Tras la información recabada, los esfuerzos se concentraban en dos sectores en particular: Isla Guanaco y el sector aledaño a la zona Estancia Los Cerros.
De acuerdo con el informe, en Isla Guanaco se completaban trabajos para aventar el riesgo en dos viviendas, mientras que el fuego se encontraba a un kilómetro y medio de Estancia del Carmen.
En el caso de Isla Guanaco hay dos viviendas que se están asegurando para que no tengan riesgo, por ello se definió abocar trabajos específicos. A su vez, en Estancia La Carmen, a la fecha está aproximadamente a un kilómetro y medio, pasando con dirección suroeste.
El secretario de Protección Civil, Daniel Facio, indicó sobre Estancia Los Cerros que “las viviendas no están comprometidas y al momento no se sufrió la pérdida de ninguna estructura y se continúan las acciones en base a la prioridad de preservar la vida; cuidar los bienes y mitigar el impacto del incendio”.
Asimismo, informó que se definió que “los bomberos que están afectados a la línea del incendio forestal realicen presencia preventiva en el sector de las viviendas. De la zona Estancia Los Cerros están en línea recta a unos dos kilómetros y a 500 metros de la línea de vivienda, pero la dirección del viento hace que la cabeza del incendio vaya alejándose del sector habitado”.
En el barrio La Rinconada se registraba un foco secundario de unos 600 metros de frente en uno de sus límites sur y unas 60 personas trabajaron en el lugar.
“Si o si intencional”.
Diego Almaraz, uno de los bomberos voluntarios de Río Grande que trabaja en el incendio forestal, consideró que “si o si es intencional”.
“Hablando de intencional, las posibilidades van desde prenderlo fuego a propósito o un asado mal apagado”, expresó en diálogo con NA.
Un factor clave para la propagación del fuego fue el clima, ya que hubo en los últimos días ráfagas de hasta 90 kilómetros por hora: “A veces los cortafuegos ayudan, pero el viento hace que el fuego vaya por arriba o por abajo, es decir a través de las raíces de los árboles”.
Almaraz señaló que no hubo personas lesionadas entre los brigadistas, aunque describió una situación tensa: “Tuvimos una situación de riesgo donde varios bomberos fueron atrapados y sufrieron un momento de tensión. Pero fue más que nada un susto y pudieron salir por sus propios medios”, contó.
Iván Uriona vive en Río Grande, pero como tantas otras personas decidió ir a ayudar como voluntario.

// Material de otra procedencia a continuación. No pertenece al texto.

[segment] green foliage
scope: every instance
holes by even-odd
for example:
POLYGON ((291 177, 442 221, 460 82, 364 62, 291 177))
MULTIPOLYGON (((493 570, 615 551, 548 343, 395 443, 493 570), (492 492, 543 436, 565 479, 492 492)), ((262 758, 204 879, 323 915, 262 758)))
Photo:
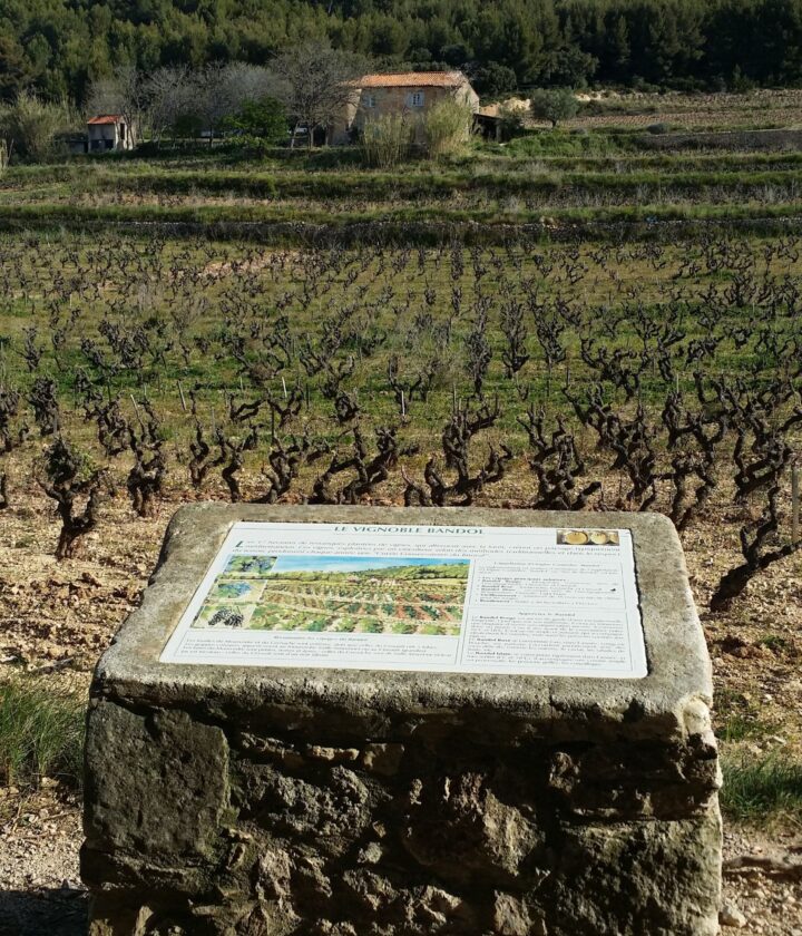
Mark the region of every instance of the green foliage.
POLYGON ((360 139, 365 165, 378 169, 398 166, 409 155, 412 130, 403 114, 383 114, 368 120, 360 139))
POLYGON ((498 111, 501 139, 512 139, 524 130, 524 113, 518 107, 501 105, 498 111))
POLYGON ((286 140, 288 126, 283 105, 275 98, 265 97, 246 100, 236 114, 223 119, 222 129, 275 145, 286 140))
POLYGON ((588 80, 741 90, 802 79, 802 0, 4 0, 0 16, 9 101, 32 88, 82 104, 90 80, 120 62, 146 72, 263 64, 299 37, 390 67, 475 65, 486 95, 588 80))
POLYGON ((802 817, 802 762, 772 752, 762 757, 725 754, 721 803, 732 819, 766 822, 802 817))
POLYGON ((548 120, 556 127, 560 120, 567 120, 579 109, 579 103, 570 88, 538 88, 529 101, 536 120, 548 120))
POLYGON ((471 108, 452 98, 433 104, 423 116, 423 135, 430 159, 442 159, 461 153, 470 139, 471 108))
POLYGON ((52 683, 0 683, 0 783, 36 787, 42 778, 80 786, 86 704, 52 683))

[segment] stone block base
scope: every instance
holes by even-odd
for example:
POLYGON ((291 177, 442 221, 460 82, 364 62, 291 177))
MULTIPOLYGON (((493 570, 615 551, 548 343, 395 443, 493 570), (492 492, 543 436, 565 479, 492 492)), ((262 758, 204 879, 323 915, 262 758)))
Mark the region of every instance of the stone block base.
MULTIPOLYGON (((422 514, 452 521, 403 518, 422 514)), ((179 514, 98 669, 82 850, 94 936, 718 932, 710 674, 686 593, 661 620, 668 605, 644 594, 656 670, 639 681, 158 664, 196 573, 243 516, 275 513, 179 514), (669 645, 685 656, 664 663, 669 645)), ((626 518, 639 575, 671 579, 678 547, 649 521, 626 518)))

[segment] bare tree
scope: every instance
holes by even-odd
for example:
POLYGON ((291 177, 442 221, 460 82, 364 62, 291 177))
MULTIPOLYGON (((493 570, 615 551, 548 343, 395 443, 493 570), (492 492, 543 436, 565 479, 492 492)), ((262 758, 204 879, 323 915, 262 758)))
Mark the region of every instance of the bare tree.
POLYGON ((156 143, 195 106, 193 76, 184 66, 158 68, 145 82, 148 123, 156 143))
POLYGON ((98 78, 89 89, 87 110, 91 114, 119 114, 129 127, 136 145, 141 139, 147 109, 144 76, 133 65, 120 65, 106 78, 98 78))
POLYGON ((189 100, 185 114, 194 115, 209 135, 209 144, 226 117, 247 101, 276 97, 280 82, 266 68, 235 61, 213 64, 189 76, 189 100))
POLYGON ((277 55, 272 66, 280 79, 275 96, 295 121, 293 144, 299 128, 305 127, 311 149, 317 128, 327 129, 344 117, 356 91, 353 82, 366 62, 320 42, 305 42, 277 55))

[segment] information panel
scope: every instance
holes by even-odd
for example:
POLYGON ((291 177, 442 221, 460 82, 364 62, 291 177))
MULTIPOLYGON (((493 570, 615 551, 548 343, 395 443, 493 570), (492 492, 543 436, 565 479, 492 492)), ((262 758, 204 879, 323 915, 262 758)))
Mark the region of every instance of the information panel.
POLYGON ((160 660, 639 679, 632 534, 236 524, 160 660))

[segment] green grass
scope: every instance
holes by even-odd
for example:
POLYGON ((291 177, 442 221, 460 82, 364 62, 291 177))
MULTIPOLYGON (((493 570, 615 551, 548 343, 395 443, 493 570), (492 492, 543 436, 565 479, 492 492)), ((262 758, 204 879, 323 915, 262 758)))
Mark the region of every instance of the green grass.
POLYGON ((36 788, 48 777, 79 787, 86 701, 40 680, 0 683, 0 783, 36 788))
POLYGON ((763 825, 802 818, 802 761, 776 751, 763 757, 725 753, 722 770, 721 805, 731 820, 763 825))

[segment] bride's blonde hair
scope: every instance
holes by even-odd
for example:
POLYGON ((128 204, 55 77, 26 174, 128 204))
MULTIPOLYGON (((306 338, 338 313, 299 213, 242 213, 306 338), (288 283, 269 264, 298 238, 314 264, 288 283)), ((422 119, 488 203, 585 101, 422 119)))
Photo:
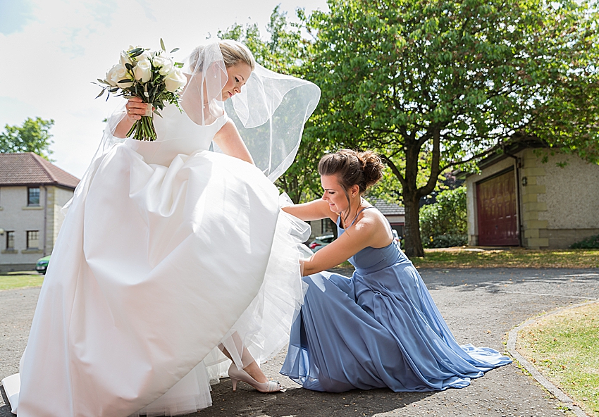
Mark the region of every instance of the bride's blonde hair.
MULTIPOLYGON (((218 48, 223 55, 223 61, 225 66, 228 68, 242 62, 247 64, 252 70, 256 66, 256 60, 254 58, 252 51, 243 44, 233 39, 221 39, 218 41, 218 48)), ((194 70, 199 58, 199 54, 204 49, 204 46, 197 47, 190 56, 190 63, 192 70, 194 70)))

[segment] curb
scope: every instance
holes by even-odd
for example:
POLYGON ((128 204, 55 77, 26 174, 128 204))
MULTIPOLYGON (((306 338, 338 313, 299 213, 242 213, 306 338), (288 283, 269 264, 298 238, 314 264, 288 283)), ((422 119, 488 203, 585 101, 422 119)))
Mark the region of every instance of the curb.
POLYGON ((545 317, 547 316, 552 316, 553 314, 557 314, 557 313, 561 313, 565 310, 569 310, 571 309, 576 309, 578 307, 581 307, 582 306, 586 306, 588 304, 595 304, 599 301, 587 301, 586 303, 581 303, 579 304, 576 304, 574 306, 569 306, 567 307, 563 307, 562 309, 558 309, 555 311, 552 311, 551 313, 547 313, 539 316, 538 317, 533 317, 532 318, 528 319, 526 321, 523 323, 522 324, 514 328, 511 330, 510 330, 508 333, 507 338, 507 351, 510 352, 510 354, 512 355, 518 362, 524 367, 524 369, 531 373, 533 378, 537 380, 537 382, 545 387, 545 388, 551 392, 553 395, 555 395, 560 401, 564 403, 566 406, 567 406, 571 411, 574 412, 574 414, 577 417, 588 417, 586 413, 582 411, 580 407, 574 404, 574 400, 568 397, 563 391, 560 390, 557 387, 551 383, 547 378, 545 378, 541 373, 536 370, 536 368, 533 366, 532 363, 529 362, 522 355, 518 353, 518 351, 516 350, 516 340, 518 337, 518 332, 519 332, 523 328, 530 325, 531 324, 536 322, 537 320, 541 318, 541 317, 545 317))

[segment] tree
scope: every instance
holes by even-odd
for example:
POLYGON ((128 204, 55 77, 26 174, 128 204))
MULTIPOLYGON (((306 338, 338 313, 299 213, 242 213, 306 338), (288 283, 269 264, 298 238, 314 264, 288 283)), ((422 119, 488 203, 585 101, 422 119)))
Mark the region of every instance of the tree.
POLYGON ((33 152, 42 158, 49 159, 52 154, 50 145, 52 135, 50 128, 54 120, 44 120, 42 118, 27 118, 23 126, 4 126, 0 133, 0 153, 33 152))
POLYGON ((597 12, 557 0, 329 0, 304 20, 313 132, 379 152, 401 185, 406 253, 439 175, 534 135, 597 158, 597 12))
MULTIPOLYGON (((307 63, 310 61, 307 55, 309 42, 302 37, 297 25, 288 21, 286 13, 280 12, 278 6, 271 15, 266 32, 269 37, 263 39, 255 23, 245 27, 235 24, 219 31, 218 36, 243 42, 252 51, 256 61, 269 70, 305 78, 307 63)), ((293 164, 276 182, 296 204, 314 198, 322 192, 318 161, 328 149, 328 142, 317 136, 320 132, 314 129, 319 123, 317 119, 314 115, 306 123, 293 164)))

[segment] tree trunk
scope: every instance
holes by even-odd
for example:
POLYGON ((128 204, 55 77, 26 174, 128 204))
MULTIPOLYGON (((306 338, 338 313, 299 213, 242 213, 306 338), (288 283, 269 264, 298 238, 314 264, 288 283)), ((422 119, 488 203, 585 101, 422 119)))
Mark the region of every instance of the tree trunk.
POLYGON ((417 196, 415 191, 409 192, 404 190, 404 206, 406 211, 404 251, 409 258, 424 256, 422 241, 420 239, 420 199, 417 196))

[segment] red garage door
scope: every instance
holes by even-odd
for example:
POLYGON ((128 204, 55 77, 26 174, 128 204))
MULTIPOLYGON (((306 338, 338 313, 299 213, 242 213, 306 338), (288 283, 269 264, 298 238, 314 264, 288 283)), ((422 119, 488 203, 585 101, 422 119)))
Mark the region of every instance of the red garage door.
POLYGON ((478 244, 519 245, 514 170, 476 183, 478 244))

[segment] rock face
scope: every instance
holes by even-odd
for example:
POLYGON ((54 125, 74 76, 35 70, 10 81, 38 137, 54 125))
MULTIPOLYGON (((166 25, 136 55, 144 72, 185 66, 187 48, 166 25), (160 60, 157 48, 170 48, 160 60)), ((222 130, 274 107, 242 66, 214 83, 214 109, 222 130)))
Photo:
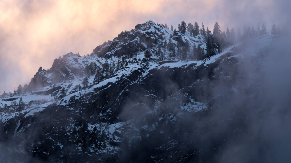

“Fui este último miércoles para La Rinconada, que es un barrio de una de las cercanías del Lago Yehuin. Ahí unos conocidos tienen cabañas e intenté dar una mano”, comenzó.
Y agregó: “Cuando llegamos ahí buscamos al presidente de La Rinconada, donde están haciendo el cortafuego que tiene que ser de unos 20 o 25 metros”.
“Al otro día a la mañana arrancamos con dos personas para la zona donde estaba uno de los focos. Llegamos a uno de los puntos tipo 10 de la mañana y buscamos dónde estaban los focos más antiguos”, siguió, y añadió: “Había parte de la calle con árboles prendidos fuego de ambos lados. Caminamos con el bosque incendiado y escuchamos cómo caían árboles”.
La situación en la zona era muy extrema, ya que “en un momento me dijeron que me tenía que ir por la posibilidad de que el foco 1 bloqueara el lugar por el que ingresamos, pero pudimos cortar unos cinco árboles para colaborar con los cortafuegos”.